Consider two samples ${(x_i)}_{i=1}^M$ and ${(y_i)}_{i=1}^N$, where $M = N$, respectively of two sequence of independent but not identically distributed random variables $(X_i)_{i=1}^M$ and $(Y_i)_{i=1}^M$, but the samples are paired in the sense that $X_i$ is not independent from $Y_i$. I would like to know whether the sample means $\bar{x}$ and $\bar{y}$ are significantly different from each other, by using bootstrapping. I will describe two plausible methods to do this. I am confused as to which method is more appropriate. This question is related to the following questions, however in these cases $M \neq N$:
Non-parametric confidence interval about the difference of means for unpaired data
Confidence interval for the difference of two means using boot package in R
Method 1: This method treats the data as unpaired as per the above questions.
- Sample $M$ points with replacement from ${(x_i)}_{i=1}^M$, calculate the bootstrapped mean $\bar{x}^*$.
- Sample $M$ points with replacement from ${(y_i)}_{i=1}^M$, calculate the bootstrapped mean $\bar{y}^*$.
- Calculate the bootstrap difference in means $\delta^* = \bar{x}^* - \bar{y}^*$.
- Repeat steps 1-3 as many times as necessary to get the bootstrap population of the bootstrap difference, and construct the 95% confidence interval as usual.
Method 2: This method treats the data as paired.
- Sample $M$ indices with replacement from the indices $1, 2, \dots, M$.
- Construct samples from ${(x_i)}_{i=1}^M$ and ${(y_i)}_{i=1}^M$ by taking the elements of the sequence given by the indices from step 1. Find the bootstrap means $\bar{x}^*$ and $\bar{y}^*$ from these samples.
- Repeat steps 1-2 as necessary, and construct the 95% confidence interval as usual.
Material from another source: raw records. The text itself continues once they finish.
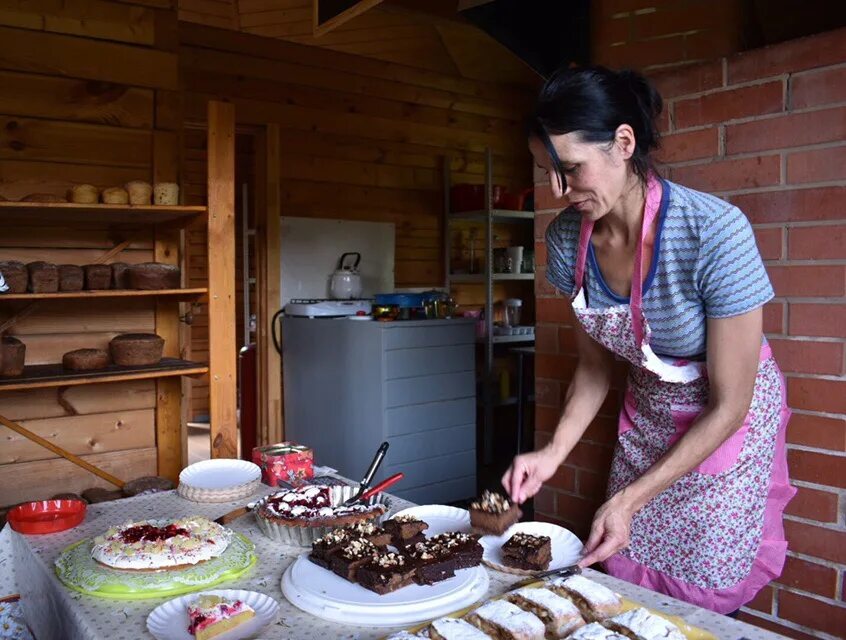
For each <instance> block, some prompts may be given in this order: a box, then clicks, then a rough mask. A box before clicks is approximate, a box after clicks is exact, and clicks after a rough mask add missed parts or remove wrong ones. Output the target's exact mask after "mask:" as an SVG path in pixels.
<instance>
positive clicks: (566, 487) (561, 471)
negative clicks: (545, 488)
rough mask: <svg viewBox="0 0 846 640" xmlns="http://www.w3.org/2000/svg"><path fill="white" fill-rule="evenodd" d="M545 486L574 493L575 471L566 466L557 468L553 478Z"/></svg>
mask: <svg viewBox="0 0 846 640" xmlns="http://www.w3.org/2000/svg"><path fill="white" fill-rule="evenodd" d="M546 484H547V485H549V486H550V487H553V488H555V489H560V490H561V491H570V492H571V493H572V492H575V491H576V469H575V468H574V467H571V466H569V465H566V464H562V465H561V466H560V467H558V470H557V471H556V472H555V473H554V474H553V476H552V477H551V478H550V479H549V480H547V482H546Z"/></svg>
The difference between Method 1 and 2 is that in method one the two bootstrap samples are derived independently.
Example use case:
We have two statistical models $\mathcal{P_1}=\{P_{\theta_1}\}$ and $\mathcal{P_2}=\{P_{\theta_2}\}$ respectively parametrized by $\theta_1$ and $\theta_2$ for a sequence of independent, but not identically distributed, random variables $(Z_i)_{i=1}^M$. For a sequence of sammples $(z_i)_i$ of $(Z_i)_i$, we can calculate the log-likelihood of each model, for each observation $z_i$. These log-likelihoods are are samples of the random variable representing the log-likelihood of each model. Then, I would like to see whether the mean log-likelihood value calculated from these samples significantly differ from each other.